Yeah... the comment above reads like someone who has read a lot of books on CI deployment, but has zero experience in a real world environment actually doing it. Quick to throw stones with absolutely no understanding of any of the nuances involved.
There is no nuance needed - this is a giant corporation that sells kernel layer intermediation at global scale. You better be spending billions on bulletproof deployment automation because *waves hands around in the air pointing at whats happening just like with solarwinds*
Bottom line this was avoidable and negligent
For the record I owned global infrastructure as CTO for the USAF Air Operations weapons system - one of the largest multi-classification networked IT systems ever created for the DoD - even moreso during a multi-region refactor as a HQE hire into the AF
So I don’t have any patience for millionaires not putting the work in when it’s critical infrastructure
People need to do better and we need accountability for people making bad decisions for money saving
Almost everything that goes wrong in the world is avoidable one way or the other. Simply stating "it was avoidable" as an axiom is simplistic to the point of silliness.
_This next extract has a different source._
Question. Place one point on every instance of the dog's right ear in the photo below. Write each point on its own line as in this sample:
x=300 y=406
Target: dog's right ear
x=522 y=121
Lots of very smart people have been hard at work to prevent airplanes from crashing for many decades now, and planes still crash for all sorts of reasons, usually considered "avoidable" in hindsight.
Nothing is "bulletproof"; this is a meaningless buzzword with no content. The world is too complex for this.
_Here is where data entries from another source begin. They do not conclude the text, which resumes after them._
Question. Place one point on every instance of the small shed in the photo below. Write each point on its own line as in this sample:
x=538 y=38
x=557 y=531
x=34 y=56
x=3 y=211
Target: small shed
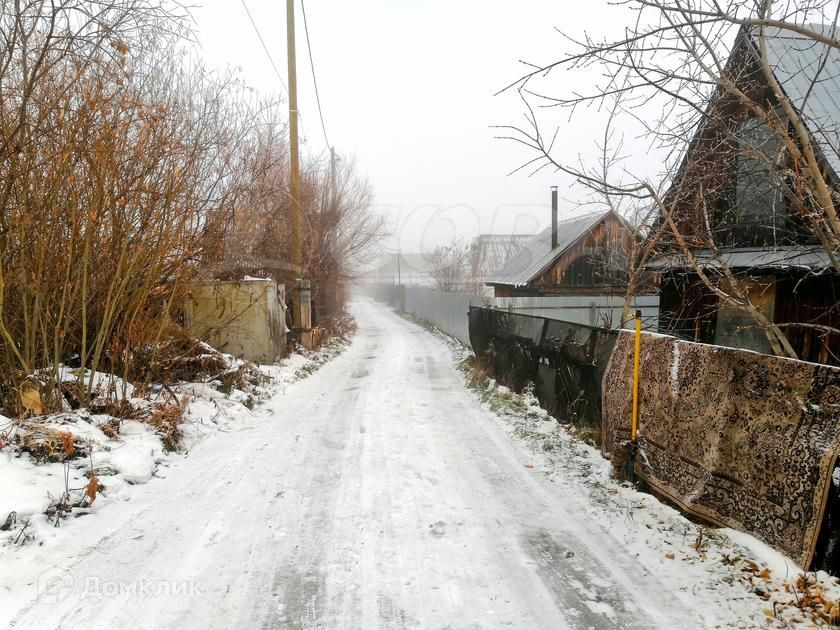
x=245 y=318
I am not defending of excusing anything. I am saying there is not enough information to make a judgement one way or the other. Right now, we have almost zero technical details.
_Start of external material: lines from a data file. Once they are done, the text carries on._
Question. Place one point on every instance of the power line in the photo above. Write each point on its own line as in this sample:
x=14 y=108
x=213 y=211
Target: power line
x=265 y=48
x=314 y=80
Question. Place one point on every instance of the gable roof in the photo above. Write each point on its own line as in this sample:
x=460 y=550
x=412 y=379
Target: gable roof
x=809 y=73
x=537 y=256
Call me old-fashioned and boring, but I'd like to have some basic facts about the situation first. After this I decide who does and doesn't deserve a bollocking.
No, CS has explicitly stated that the cause was a logic error in the rules file. They have also stated "This is not related to null bytes contained within Channel File 291 or any other Channel File."
It’s not a matter of excusing or not excusing it. Incidents like this one happen for a reason, though, and the real solution is almost never “just do better.”
Presumably crowdstrike employs some smart engineers. I think it’s reasonable to assume that those engineers know what CI/CD is, they understand its utility, and they’ve used it in the past, hopefully even at Crowdstrike. Assuming that this is the case, then how does a bug like this make it into production? Why aren’t they doing the things that would have prevented this? If they cut corners, why? It’s not useful or productive to throw around accusations or demands for specific improvements without answering questions like these.
Not an excuse - they should be testing for this exact thing - but Crowdstrike (and many similar security tools) have a separation between "signature updates" and "agent/code" updates. My (limited) reading of this situation is that this as a update of their "data" not the application. Now apparently the dynamic update included operating code, just just something the equivalent of a yaml file or whatever, but I can see how different kinds of changes like this go through different pipelines. Of course, that is all the more reason to ensure you have integration coverage.